Happy Days are here again
Listening to President Matamela Cyril Ramaphosa announcing his new team of special investment envoys with a plan to raise around $100 billion over the next five years by travelling the globe and selling the South African story of openness and opportunity to potential investors reminded one of the lyrics to American Jazz Age (an era wonderfully captured in F. Scott Fitzgerald’s timeless novel, The Great Gatsby) singer Annette Hanshaw’s song Happy Days are Here Again, “Happy days are here again, The skies above are clear again , Let us sing a song of cheer again, Happy days are here again, Altogether shout it now, There's no one who can doubt it now, So let's tell the world about it now, Happy days are here again…”

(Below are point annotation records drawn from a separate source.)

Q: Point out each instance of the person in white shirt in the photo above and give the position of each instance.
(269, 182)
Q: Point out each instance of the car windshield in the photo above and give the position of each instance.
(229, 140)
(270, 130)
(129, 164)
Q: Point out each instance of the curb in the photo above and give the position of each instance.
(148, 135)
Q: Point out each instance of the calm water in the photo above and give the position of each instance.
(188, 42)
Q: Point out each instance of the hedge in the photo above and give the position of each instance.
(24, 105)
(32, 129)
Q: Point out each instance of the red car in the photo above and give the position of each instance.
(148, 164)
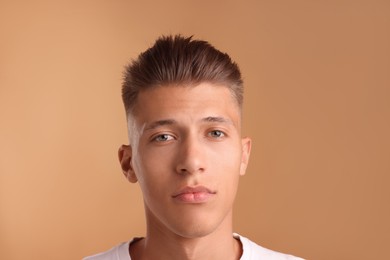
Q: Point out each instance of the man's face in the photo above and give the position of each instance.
(187, 155)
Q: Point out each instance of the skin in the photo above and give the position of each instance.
(186, 137)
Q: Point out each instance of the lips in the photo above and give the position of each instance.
(198, 194)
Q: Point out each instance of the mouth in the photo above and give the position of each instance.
(198, 194)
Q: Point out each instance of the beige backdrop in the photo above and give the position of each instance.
(317, 76)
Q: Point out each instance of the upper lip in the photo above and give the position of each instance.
(195, 189)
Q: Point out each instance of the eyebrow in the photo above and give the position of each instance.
(166, 122)
(217, 119)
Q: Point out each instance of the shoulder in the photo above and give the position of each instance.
(252, 251)
(119, 252)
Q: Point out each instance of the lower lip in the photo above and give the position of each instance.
(194, 197)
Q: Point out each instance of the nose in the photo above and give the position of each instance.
(191, 157)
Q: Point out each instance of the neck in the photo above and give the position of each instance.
(163, 244)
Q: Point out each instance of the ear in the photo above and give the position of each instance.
(125, 156)
(246, 144)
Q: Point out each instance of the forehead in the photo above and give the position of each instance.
(187, 103)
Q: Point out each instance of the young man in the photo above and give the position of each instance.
(183, 102)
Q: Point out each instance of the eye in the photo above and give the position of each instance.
(216, 134)
(163, 138)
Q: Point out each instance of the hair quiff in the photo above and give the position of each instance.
(181, 61)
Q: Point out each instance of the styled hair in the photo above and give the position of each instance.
(180, 61)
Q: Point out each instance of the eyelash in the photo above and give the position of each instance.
(221, 134)
(156, 138)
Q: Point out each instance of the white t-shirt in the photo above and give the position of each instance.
(251, 251)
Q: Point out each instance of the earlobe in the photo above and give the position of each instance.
(125, 156)
(246, 144)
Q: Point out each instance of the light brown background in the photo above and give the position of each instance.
(317, 106)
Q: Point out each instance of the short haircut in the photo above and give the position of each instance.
(180, 61)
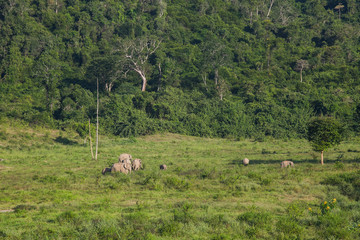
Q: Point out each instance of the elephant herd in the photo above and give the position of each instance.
(126, 164)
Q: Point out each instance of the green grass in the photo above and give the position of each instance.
(58, 192)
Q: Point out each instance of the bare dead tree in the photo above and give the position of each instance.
(301, 65)
(137, 54)
(269, 10)
(97, 118)
(339, 7)
(90, 140)
(221, 88)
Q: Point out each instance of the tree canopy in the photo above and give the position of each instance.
(205, 68)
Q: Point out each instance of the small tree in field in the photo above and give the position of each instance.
(324, 133)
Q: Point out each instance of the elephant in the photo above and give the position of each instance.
(285, 164)
(136, 164)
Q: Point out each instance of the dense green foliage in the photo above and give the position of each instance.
(208, 67)
(57, 192)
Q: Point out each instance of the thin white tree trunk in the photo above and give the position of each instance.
(322, 157)
(97, 118)
(271, 3)
(92, 152)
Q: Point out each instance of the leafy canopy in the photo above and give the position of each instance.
(324, 132)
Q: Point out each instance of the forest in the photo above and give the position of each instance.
(215, 68)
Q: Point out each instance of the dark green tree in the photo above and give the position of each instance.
(324, 133)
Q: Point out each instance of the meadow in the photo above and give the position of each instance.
(54, 190)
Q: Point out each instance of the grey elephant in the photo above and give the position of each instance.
(120, 167)
(246, 161)
(106, 170)
(126, 159)
(285, 164)
(136, 164)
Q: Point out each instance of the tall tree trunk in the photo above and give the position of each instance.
(322, 157)
(216, 76)
(271, 3)
(97, 118)
(92, 152)
(143, 88)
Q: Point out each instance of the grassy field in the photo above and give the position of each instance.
(55, 190)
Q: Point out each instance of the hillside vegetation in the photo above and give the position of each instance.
(202, 67)
(57, 192)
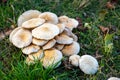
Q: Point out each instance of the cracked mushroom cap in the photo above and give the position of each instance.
(71, 49)
(32, 23)
(13, 32)
(22, 38)
(50, 44)
(114, 78)
(37, 55)
(74, 60)
(46, 31)
(30, 49)
(63, 39)
(52, 58)
(88, 64)
(49, 17)
(27, 15)
(61, 27)
(39, 42)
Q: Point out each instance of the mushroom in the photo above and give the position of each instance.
(61, 27)
(114, 78)
(37, 55)
(27, 15)
(46, 31)
(59, 46)
(22, 38)
(71, 49)
(50, 44)
(74, 60)
(49, 17)
(63, 39)
(32, 23)
(88, 64)
(39, 42)
(52, 58)
(30, 49)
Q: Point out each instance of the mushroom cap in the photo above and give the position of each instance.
(61, 27)
(74, 60)
(63, 19)
(71, 49)
(39, 42)
(37, 55)
(59, 46)
(88, 64)
(49, 17)
(63, 39)
(50, 44)
(114, 78)
(30, 49)
(52, 58)
(32, 23)
(27, 15)
(13, 32)
(28, 61)
(71, 23)
(46, 31)
(22, 38)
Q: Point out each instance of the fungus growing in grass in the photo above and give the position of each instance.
(49, 17)
(74, 60)
(88, 64)
(27, 15)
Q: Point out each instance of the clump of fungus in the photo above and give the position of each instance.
(47, 38)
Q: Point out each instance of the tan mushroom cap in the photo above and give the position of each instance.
(37, 55)
(52, 58)
(13, 32)
(30, 49)
(63, 39)
(28, 61)
(39, 42)
(59, 46)
(32, 23)
(22, 38)
(46, 31)
(71, 49)
(27, 15)
(49, 17)
(61, 27)
(50, 44)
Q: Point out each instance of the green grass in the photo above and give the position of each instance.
(12, 66)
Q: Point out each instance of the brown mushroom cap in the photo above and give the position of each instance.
(22, 38)
(46, 31)
(32, 23)
(50, 44)
(30, 49)
(71, 49)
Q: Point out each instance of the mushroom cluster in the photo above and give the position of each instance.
(45, 37)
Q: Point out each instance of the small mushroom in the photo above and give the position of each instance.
(46, 31)
(52, 58)
(74, 60)
(61, 27)
(63, 39)
(71, 49)
(30, 49)
(88, 64)
(50, 44)
(114, 78)
(27, 15)
(37, 55)
(32, 23)
(39, 42)
(22, 38)
(49, 17)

President Ramaphosa’s “New Dawn” is upon us and we have entered into an “age of opportunity” as a nation. The doom and gloom of the Zuma years appears to be aeons of years behind us. Such nebulous, subjective concepts as business confidence, consumer confidence and political risk seem to all of a sudden be working in our favour, totally contrary to what we witnessed in the previous decade under the leadership of President Zuma.
There is a renewed positivity and hype around South Africa and the South African story, with a leading global investment bank having recently tipped South Africa to be the leading “emerging market story (economically) of 2018.” The economy is tipped to grow at a higher rate than had previously been anticipated; the President himself declared this to be the “year of the job” as the country continues to fight to overcome unacceptably high levels of unemployment and inequality.
So this is the message that our new special investment envoys will be conveying as they traverse the globe and various corners of South Africa in pursuit of the highly sought after foreign and domestic direct investment. The wonderful part of the story is also that big business appears to be on board and we are seemingly well on course to turning our economic fortunes around and overcoming the much talked about investment strike by the private sector.
Anyone who loves this country and wants us to overcome all our demons and become the South Africa of “opportunity and plenty” would of course celebrate all this and put their hands on deck to contribute positively to this much needed turnaround. But alas, what if big business itself is part of the problem with the South African economic story, as it stands today before this much desired turnaround?